DOI: 10.1002/alz.081842 ISSN: 1552-5260

Blood‐brain barrier disruption measured by dynamic contrast‐enhanced MRI in Alzheimer’s disease

Boris‐Stephan Rauchmann, Hannah Toth, Selim Üstün Guersel, Philine Schirge, Meike Schweiger, Matthias Brendel, Nicolai Franzmeier, Niclas Lamby, Lena Burow, Carolin Isabella Kurz, Carolin Koriath, Maia Tato, Boris Papazov, Joanna Moussiopoulou, Oliver Michael Pogarell, Daniel Keeser, Olaf Dietrich, Sophia Stöcklein, Klaus Seelos, Robert Perneczky
  • Psychiatry and Mental health
  • Cellular and Molecular Neuroscience
  • Geriatrics and Gerontology
  • Neurology (clinical)
  • Developmental Neuroscience
  • Health Policy
  • Epidemiology



Alzheimer’s disease (AD) is characterized by the accumulation of amyloid beta (Aß) plaques in the brain. Blood‐brain barrier (BBB) dysfunction has been associated with AD. Aß‐plaques have been found to disrupt the BBB, leading to increased permeability and invasion of immune cells into the CNS and triggering an inflammatory response, and contributing to neurodegeneration. In this study, we investigated BBB disruption in Alzheimer’s disease and its associations with amyloid deposition and clinical severity, and cognitive decline.

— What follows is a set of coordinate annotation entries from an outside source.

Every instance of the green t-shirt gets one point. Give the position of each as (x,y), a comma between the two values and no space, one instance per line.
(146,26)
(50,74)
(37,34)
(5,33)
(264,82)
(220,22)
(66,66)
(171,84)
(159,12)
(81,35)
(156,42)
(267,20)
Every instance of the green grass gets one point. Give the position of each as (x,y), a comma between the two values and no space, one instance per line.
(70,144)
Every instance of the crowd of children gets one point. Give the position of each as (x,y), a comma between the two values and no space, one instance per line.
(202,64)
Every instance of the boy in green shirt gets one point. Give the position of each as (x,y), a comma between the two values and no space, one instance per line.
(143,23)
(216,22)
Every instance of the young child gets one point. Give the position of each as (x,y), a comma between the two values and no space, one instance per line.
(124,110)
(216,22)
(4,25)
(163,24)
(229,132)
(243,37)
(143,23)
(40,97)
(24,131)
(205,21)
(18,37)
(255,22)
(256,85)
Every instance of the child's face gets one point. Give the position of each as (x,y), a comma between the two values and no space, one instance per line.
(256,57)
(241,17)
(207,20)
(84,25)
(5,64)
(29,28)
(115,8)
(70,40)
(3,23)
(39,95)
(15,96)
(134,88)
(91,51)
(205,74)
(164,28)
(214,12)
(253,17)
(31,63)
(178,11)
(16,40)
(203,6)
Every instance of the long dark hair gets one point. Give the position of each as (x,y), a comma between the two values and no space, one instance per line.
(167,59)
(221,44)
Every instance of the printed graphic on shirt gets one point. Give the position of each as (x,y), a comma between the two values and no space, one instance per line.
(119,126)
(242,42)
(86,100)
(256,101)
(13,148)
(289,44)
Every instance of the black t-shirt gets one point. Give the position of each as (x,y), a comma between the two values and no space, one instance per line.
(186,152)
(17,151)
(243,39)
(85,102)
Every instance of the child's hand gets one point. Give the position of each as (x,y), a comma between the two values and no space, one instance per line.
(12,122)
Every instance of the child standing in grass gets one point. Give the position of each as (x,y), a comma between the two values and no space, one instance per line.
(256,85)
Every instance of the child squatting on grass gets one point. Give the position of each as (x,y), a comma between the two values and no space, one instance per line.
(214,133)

In this cross‐sectional study, n = 16 AD patients were included. AD patients were defined as amyloid positive by CSF amyloid‐ß42/amyloid‐ß40 ratio < 5,5% and a Mini‐Mental‐State Examination (MMSE) score < 27. Dynamic contrast‐enhanced magnetic resonance imaging (DCE MRI), a non‐invasive imaging technique that uses intravenously injected gadolinium to quantify the permeability of the BBB has been acquired. DCE‐MRI quantification was quantified using the Patlak method. To analyse the regional degree of BBB disruption the AAL atlas was warped onto the Patlak maps and the median of each ROI was calculated. The cortical amyloid deposition has been quantified using 18F]flutemetamol ß‐amyloid‐PET and cognitive performance was assessed using the Alzheimer’s Disease neuropsychological battery (CERAD‐NB). Associations were tested using linear regression models adjusted for age and sex in SPSS.


The highest Ktrans values were measured in the orbitofrontal cortex (mean: 1,6×10‐3 min‐1). BBB dysfunction in median Ktrans values in the bilateral temporal lobe and particularly the right hippocampus were associated with decreases in the CSF amyloid‐ß ratio. Furthermore, BBB dysfunction was negatively associated with cognitive decline measured by the CERAD‐NB. BBB dysfunction overlapped with amyloid PET accumulation in the parietal and temporal brain regions.


DCE MRI shows spatially localized BBB dysfunction in AD. The BBB dysfunction seems to be more severe in regions of the brain that are affected by Aß plaques. This could support the idea that Aß plaque contributes to BBB dysfunction in AD. BBB dysfunction also tends to be pronounced in patients with more severe cognitive impairment, suggesting that it may play a role in the progression of AD.